Q: What are you doing in Islington?
“It’s currently where I live. I grew up here – also half the people I know live here too. I spend a lot of time here and I have a little girl who is 15 months.”
“I’m trying to get work, in my departments that I know (Brandon is ace at design, has a clothing brand and expert at new media). Life is good. I’m finding myself again – I first found myself when I was 17. I felt too young for this and I think that is why my family misunderstood me. I tried to breakthrough as an artist, it didn’t quite work, and I started to crumble mentally. Now, I’m learning to speak about things and ask for help when it’s needed.”
- Watch the TV show Brandon produced thanks to the Engage London project here.

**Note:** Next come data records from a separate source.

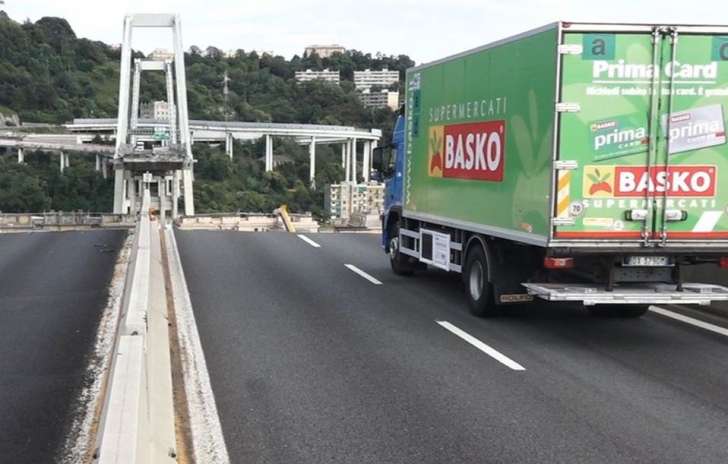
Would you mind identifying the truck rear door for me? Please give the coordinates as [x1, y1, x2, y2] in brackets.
[554, 25, 728, 246]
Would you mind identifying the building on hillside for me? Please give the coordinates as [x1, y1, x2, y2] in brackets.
[354, 68, 399, 90]
[139, 101, 169, 121]
[303, 44, 346, 58]
[324, 182, 384, 221]
[149, 48, 174, 61]
[359, 89, 399, 111]
[296, 69, 341, 84]
[258, 155, 293, 169]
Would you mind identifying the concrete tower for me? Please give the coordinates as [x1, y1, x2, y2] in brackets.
[114, 14, 195, 217]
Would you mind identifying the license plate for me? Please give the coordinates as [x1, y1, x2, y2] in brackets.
[622, 256, 672, 267]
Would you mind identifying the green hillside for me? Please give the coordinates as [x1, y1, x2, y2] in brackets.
[0, 12, 414, 213]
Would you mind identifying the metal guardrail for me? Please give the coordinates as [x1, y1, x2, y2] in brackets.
[98, 191, 151, 464]
[0, 212, 135, 232]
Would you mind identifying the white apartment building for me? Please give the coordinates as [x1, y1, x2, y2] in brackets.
[296, 69, 341, 85]
[359, 89, 399, 111]
[324, 182, 384, 220]
[303, 44, 346, 58]
[149, 48, 174, 61]
[354, 68, 399, 90]
[139, 101, 169, 121]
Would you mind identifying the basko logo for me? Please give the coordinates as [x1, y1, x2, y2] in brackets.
[583, 166, 717, 198]
[427, 121, 506, 182]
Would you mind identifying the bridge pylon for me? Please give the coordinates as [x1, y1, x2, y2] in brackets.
[114, 14, 195, 218]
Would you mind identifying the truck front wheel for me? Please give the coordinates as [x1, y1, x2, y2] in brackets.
[389, 225, 415, 275]
[463, 245, 497, 317]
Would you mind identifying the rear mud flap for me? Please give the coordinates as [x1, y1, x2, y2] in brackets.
[523, 283, 728, 306]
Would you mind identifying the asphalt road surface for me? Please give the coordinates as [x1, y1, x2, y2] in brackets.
[0, 231, 126, 464]
[177, 231, 728, 464]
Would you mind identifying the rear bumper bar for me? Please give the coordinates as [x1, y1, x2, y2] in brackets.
[523, 283, 728, 306]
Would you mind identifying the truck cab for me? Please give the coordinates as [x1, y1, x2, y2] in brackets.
[382, 110, 405, 252]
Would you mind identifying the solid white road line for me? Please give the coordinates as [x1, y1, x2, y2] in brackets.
[344, 264, 382, 285]
[650, 306, 728, 337]
[435, 321, 526, 371]
[297, 234, 321, 248]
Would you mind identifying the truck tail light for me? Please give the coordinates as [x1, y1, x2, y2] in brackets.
[543, 256, 576, 269]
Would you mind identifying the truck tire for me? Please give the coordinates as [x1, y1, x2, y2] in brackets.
[590, 304, 650, 319]
[389, 225, 415, 276]
[463, 245, 498, 317]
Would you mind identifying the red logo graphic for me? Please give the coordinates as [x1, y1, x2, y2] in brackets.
[428, 121, 506, 182]
[614, 166, 716, 197]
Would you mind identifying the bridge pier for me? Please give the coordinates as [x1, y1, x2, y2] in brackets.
[172, 170, 180, 219]
[265, 135, 273, 172]
[308, 137, 316, 187]
[351, 139, 356, 183]
[157, 177, 167, 226]
[126, 172, 137, 214]
[361, 140, 372, 183]
[225, 132, 233, 161]
[114, 168, 127, 214]
[182, 167, 195, 216]
[59, 152, 71, 174]
[344, 139, 351, 182]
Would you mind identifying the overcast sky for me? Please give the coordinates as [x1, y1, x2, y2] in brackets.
[0, 0, 728, 63]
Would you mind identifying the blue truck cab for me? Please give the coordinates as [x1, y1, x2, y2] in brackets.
[382, 111, 405, 253]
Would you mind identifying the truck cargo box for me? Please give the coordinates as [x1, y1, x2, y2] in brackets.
[403, 22, 728, 249]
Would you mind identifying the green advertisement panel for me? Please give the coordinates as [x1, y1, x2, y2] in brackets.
[555, 28, 728, 242]
[404, 25, 557, 243]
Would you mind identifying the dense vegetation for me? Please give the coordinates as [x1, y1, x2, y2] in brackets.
[0, 12, 413, 212]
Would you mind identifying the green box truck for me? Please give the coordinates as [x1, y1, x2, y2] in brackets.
[375, 22, 728, 316]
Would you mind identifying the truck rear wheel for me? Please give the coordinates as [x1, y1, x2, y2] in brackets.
[463, 246, 497, 317]
[389, 225, 415, 275]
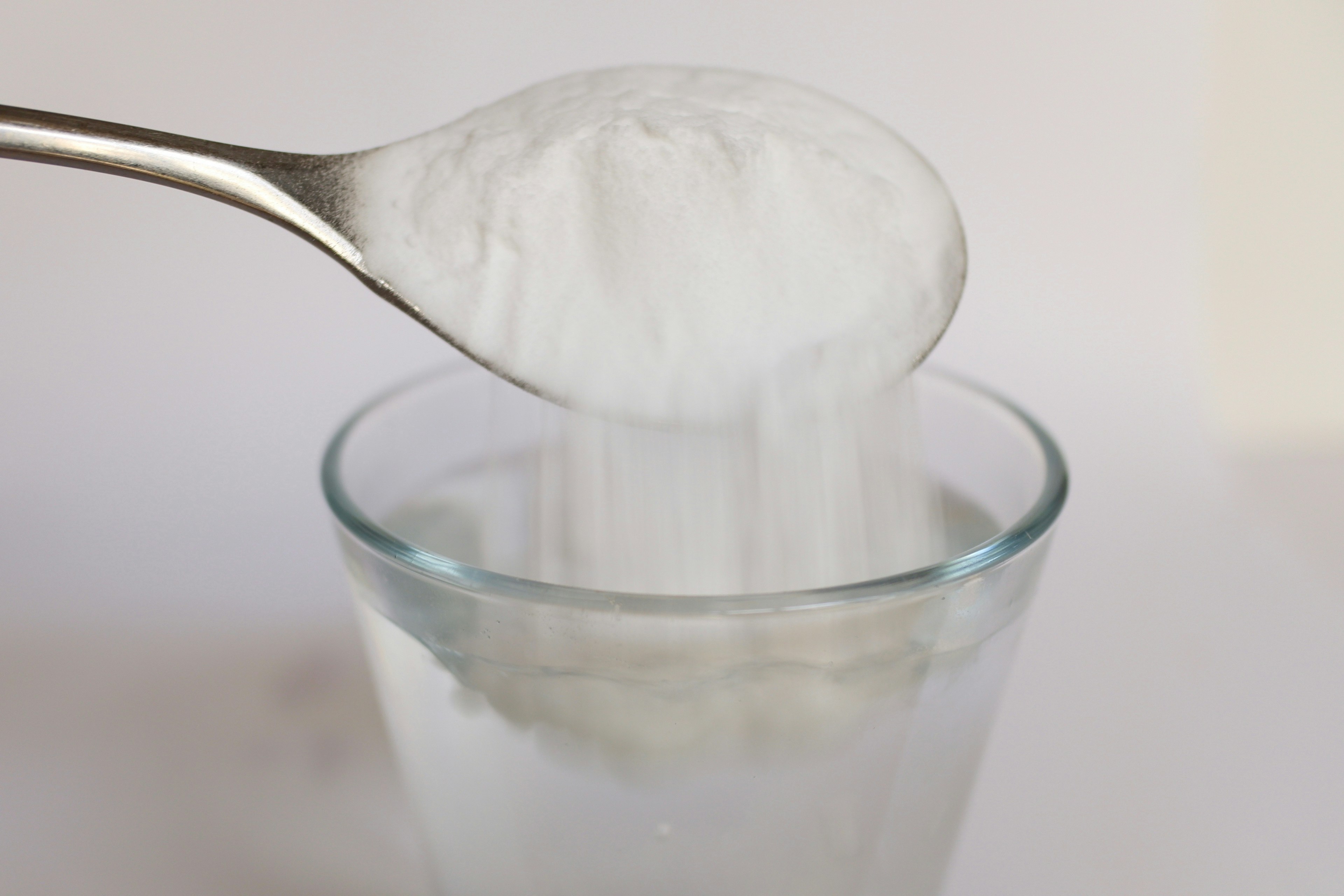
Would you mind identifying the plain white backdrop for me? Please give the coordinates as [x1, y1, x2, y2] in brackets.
[0, 0, 1344, 896]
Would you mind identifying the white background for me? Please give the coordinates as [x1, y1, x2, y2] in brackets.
[0, 0, 1344, 896]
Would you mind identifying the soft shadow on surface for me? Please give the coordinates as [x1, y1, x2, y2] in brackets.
[1230, 450, 1344, 582]
[0, 629, 429, 896]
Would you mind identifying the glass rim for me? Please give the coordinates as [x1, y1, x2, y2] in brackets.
[321, 364, 1069, 615]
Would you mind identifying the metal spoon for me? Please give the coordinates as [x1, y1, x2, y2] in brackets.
[0, 106, 505, 382]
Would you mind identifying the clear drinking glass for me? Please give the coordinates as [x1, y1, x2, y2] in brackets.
[323, 365, 1067, 896]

Brandon is one of the three members of Engage London team who are due to go to Romania to meet Engage Europe. Safe travels, or as they say in Romania, cālātorii sigure.
Five places Brandon likes in Islington
- Clerkenwell – I lived there for three months, slept rough in a tower block. The majority of tower blocks in London have massive doors on them and once you do get past them, a resident would almost certainly insult you, rat you out or kick you out of the building, you think you’re safe but not. It happened in Camden – I was there sleeping, felt a door bang and the council kicked me out.
- Market Road– just off Caledonian Road, I’ve spent a lot of time there, it’s stained in my memory, and I’ve had lots of good experiences in Market Road park waiting for a night shelter to open. I’ll chill out with people, look at the view, then 6 o’clock would come and you wouldn’t realise!
- Finsbury Park– I grew up here, it’s where my journey into life started. I found my first crew in Finsbury Park.
- Archway– I’ve a strange attraction to Archway, maybe because it’s in between downtown and uptown. It’s really high up, and I love scenery. It’s a nice place to go and look at the view. It’s a power thing as well – when you’re looking down at the city, you feel really powerful. I feel like a hero, like I’ve got some responsibilities. I want to be a fireman someday.
- Angel– it’s the epi-centre. You can get anywhere from Angel. It sounds nice, it’s just the place. When I’m in Angel, I know I’m near somewhere. I’m close to home.
The majority of tower blocks in London have massive doors on them and once you do get past them, a resident would almost certainly insult you, rat you out or kick you out of the building, you think you’re safe but not.